Desde a infância, Francisca Júlia já
demonstrava pendor para a poesia. O ambiente familiar a isso contribuía: o pai,
Miguel Luso da Silva, era advogado provisionado, amigo particular dos livros; a
mãe, Cecília Isabel da Silva, professora na escola de Xiririca (hoje Eldorado,
no Vale do Ribeira, Estado de São Paulo). Foi nessa aprazível cidade às margens
do rio Ribeira de Iguape que, em 31 de agosto de 1871, nasceu Francisca Júlia
da Silva. O ano de seu nascimento é um tanto contraditório: 1874 para uns, 1875
para outros. De acordo com o irmão de Francisca, o também escritor Júlio César
da Silva (1872-1936), a quem se deve dar crédito, o ano correto é mesmo 1871.
(1)
Ainda criança, a sua família se
transferiu para São Paulo. Já moça feita, Francisca Júlia logo passou a
colaborar com os jornais mais importantes da época. Sua estreia deu-se no
jornal “O Estado de S. Paulo”, onde
publicou os primeiros sonetos. A partir de então, começou a colaborar
assiduamente para o “Correio Paulistano”
e “Diário Popular”. Colaborou também
para jornais do Rio de Janeiro, com destaque para as revistas “O Álbum”, de Arthur Azevedo, e, especialmente,
“A Semana”, de Valentim Magalhães.
A
ESTREIA LITERÁRIA
Capa de “Mármores”. |
Em 1895, aparece o seu primeiro livro, “Mármores”, reunindo sonetos publicados
na “A Semana” de 1893 até aquele ano,
edição custeada pelo editor Horácio Belfort Sabino. Prefaciado por João Ribeiro
(1860-1934), conceituado crítico literário da época, o livro causou sensação
nas rodas culturais de São Paulo e Rio de Janeiro. Olavo Bilac, numa crônica
emocionada, destacou: “Em Francisca Júlia
surpreendeu-me o respeito da língua portuguesa, –
não que ela transporte para a sua estrofe brasileira a dura construção
clássica: mas a língua doce de Camões, trabalhada pela pena dessa meridional, – que traz para a arte escrita todas as suas delicadezas de
mulher, toda a sua faceirice de moça, nada perde da sua pureza fidalga de linhas.

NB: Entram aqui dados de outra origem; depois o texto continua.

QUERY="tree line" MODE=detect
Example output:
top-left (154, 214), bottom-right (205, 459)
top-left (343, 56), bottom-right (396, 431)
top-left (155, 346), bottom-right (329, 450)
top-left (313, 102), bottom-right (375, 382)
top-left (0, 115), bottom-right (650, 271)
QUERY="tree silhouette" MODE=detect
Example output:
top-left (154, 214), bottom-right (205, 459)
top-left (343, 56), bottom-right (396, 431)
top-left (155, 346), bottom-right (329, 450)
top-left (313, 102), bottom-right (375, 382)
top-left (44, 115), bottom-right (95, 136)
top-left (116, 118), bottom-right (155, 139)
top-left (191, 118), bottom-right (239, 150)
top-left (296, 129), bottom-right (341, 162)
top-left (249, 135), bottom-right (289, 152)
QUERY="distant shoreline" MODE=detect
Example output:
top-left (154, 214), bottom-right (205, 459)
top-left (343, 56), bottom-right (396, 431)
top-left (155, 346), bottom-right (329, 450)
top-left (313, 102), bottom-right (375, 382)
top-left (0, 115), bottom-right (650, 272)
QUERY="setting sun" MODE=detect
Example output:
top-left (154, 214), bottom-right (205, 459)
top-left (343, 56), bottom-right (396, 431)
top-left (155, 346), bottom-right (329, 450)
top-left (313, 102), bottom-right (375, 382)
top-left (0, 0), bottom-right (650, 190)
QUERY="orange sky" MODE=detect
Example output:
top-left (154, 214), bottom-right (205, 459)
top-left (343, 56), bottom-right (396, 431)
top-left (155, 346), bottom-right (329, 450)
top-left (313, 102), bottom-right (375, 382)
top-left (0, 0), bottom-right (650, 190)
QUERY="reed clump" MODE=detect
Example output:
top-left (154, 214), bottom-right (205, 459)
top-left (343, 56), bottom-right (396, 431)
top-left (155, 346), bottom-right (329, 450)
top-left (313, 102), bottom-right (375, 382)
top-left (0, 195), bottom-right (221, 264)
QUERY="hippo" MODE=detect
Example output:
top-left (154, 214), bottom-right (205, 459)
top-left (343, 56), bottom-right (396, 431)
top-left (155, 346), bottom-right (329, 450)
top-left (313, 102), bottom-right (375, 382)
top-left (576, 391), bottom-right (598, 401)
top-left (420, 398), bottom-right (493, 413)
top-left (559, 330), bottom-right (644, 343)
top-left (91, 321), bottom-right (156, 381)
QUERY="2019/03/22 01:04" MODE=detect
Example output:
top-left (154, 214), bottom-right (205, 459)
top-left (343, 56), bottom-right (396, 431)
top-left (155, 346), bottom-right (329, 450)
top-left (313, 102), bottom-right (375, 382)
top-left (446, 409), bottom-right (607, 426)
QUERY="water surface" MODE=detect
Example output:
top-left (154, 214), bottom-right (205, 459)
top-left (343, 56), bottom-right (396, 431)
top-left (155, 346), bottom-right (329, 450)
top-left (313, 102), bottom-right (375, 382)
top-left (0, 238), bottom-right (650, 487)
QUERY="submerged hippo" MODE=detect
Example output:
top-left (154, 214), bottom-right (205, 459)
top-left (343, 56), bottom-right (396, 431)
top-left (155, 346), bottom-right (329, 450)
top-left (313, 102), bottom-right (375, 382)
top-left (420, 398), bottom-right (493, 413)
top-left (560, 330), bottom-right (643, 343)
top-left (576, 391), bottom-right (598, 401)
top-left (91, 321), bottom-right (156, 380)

O português de Francisca Júlia é o mesmo antigo português, remoçado por um
banho maravilhoso de novidade e frescura.” (2)
“A
Semana” era uma das revistas mais conceituadas que então se editava na
Capital Federal. Dirigida por Valentim Magalhães, tinha como redatores ilustres
escritores da época: João Ribeiro, Araripe Júnior e Lúcio de Mendonça. A estreia
de Francisca Júlia na revista provocou grande alvoroço: os redatores não
acreditavam que uma mulher pudesse escrever versos tão perfeitos. Não foi sem
razão que João Ribeiro exclamou: “Isto
não é verso de mulher! Deve ser uma brincadeira do Raimundo Correa!...” (3)
Encantado com esse talento literário que
emergia, João Ribeiro prefaciaria o livro “Mármores”.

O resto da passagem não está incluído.